Instance Segmentation for Point Sets
Abhimanyu Talwar, Julien Laasri

TL;DR
This paper introduces sampling-based methods for 3D point set instance segmentation that reduce memory usage and improve speed by extrapolating labels from sub-sampled data, addressing limitations of existing neural network approaches.
Contribution
It proposes two novel sampling strategies to perform instance segmentation on point clouds, significantly reducing memory and computational requirements compared to previous methods.
Findings
Random sampling approach improves speed and memory efficiency.
Both sampling methods perform equally well on large sub-samples.
The approach enables scalable instance segmentation for large point sets.
Abstract
Recently proposed neural network architectures like PointNet [QSMG16] and PointNet++ [QYSG17] have made it possible to apply Deep Learning to 3D point sets.
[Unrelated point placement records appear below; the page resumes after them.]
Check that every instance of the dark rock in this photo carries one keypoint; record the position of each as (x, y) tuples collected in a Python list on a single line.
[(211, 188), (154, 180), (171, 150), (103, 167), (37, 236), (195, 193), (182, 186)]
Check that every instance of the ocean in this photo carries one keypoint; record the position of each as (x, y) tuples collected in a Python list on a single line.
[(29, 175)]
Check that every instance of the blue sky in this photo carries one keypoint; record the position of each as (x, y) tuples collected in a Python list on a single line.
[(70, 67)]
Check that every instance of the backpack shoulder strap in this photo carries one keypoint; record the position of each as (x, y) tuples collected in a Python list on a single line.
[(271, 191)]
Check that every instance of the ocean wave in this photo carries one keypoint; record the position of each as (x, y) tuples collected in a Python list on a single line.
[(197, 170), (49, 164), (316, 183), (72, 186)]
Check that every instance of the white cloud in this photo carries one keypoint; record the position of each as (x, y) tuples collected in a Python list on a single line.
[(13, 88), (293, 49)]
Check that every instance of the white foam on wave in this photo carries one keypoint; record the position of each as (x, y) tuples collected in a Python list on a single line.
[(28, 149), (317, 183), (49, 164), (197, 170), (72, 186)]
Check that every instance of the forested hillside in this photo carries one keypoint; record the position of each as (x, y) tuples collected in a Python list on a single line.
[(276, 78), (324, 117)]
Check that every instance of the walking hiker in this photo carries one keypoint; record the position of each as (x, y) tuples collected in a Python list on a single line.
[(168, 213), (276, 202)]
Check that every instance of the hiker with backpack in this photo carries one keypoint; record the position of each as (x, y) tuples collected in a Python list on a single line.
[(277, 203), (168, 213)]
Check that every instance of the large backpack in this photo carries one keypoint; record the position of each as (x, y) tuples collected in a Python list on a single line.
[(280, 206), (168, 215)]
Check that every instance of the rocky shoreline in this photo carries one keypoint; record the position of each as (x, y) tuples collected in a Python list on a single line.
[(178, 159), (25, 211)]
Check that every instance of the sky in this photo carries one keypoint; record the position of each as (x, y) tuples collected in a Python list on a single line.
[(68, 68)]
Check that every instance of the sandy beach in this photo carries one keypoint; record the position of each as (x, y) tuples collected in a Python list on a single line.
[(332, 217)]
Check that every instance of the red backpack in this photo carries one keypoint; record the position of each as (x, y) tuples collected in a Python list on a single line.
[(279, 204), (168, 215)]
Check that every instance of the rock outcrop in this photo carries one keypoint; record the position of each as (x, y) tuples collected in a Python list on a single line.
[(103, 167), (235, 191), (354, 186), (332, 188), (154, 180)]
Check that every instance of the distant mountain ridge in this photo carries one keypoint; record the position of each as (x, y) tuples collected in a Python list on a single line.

The feature representations of shapes learned by these two networks enabled training classifiers for Semantic Segmentation, and more recently for Instance Segmentation via the Similarity Group Proposal Network (SGPN) [WYHN17]. One area of improvement which has been highlighted by SGPN's authors, pertains to use of memory intensive similarity matrices which occupy memory quadratic in the number of points. In this report, we attempt to tackle this issue through use of two sampling based methods, which compute Instance Segmentation on a sub-sampled Point Set, and then extrapolate labels to the complete set using the nearest neigbhour approach. While both approaches perform equally well on large sub-samples, the random-based strategy…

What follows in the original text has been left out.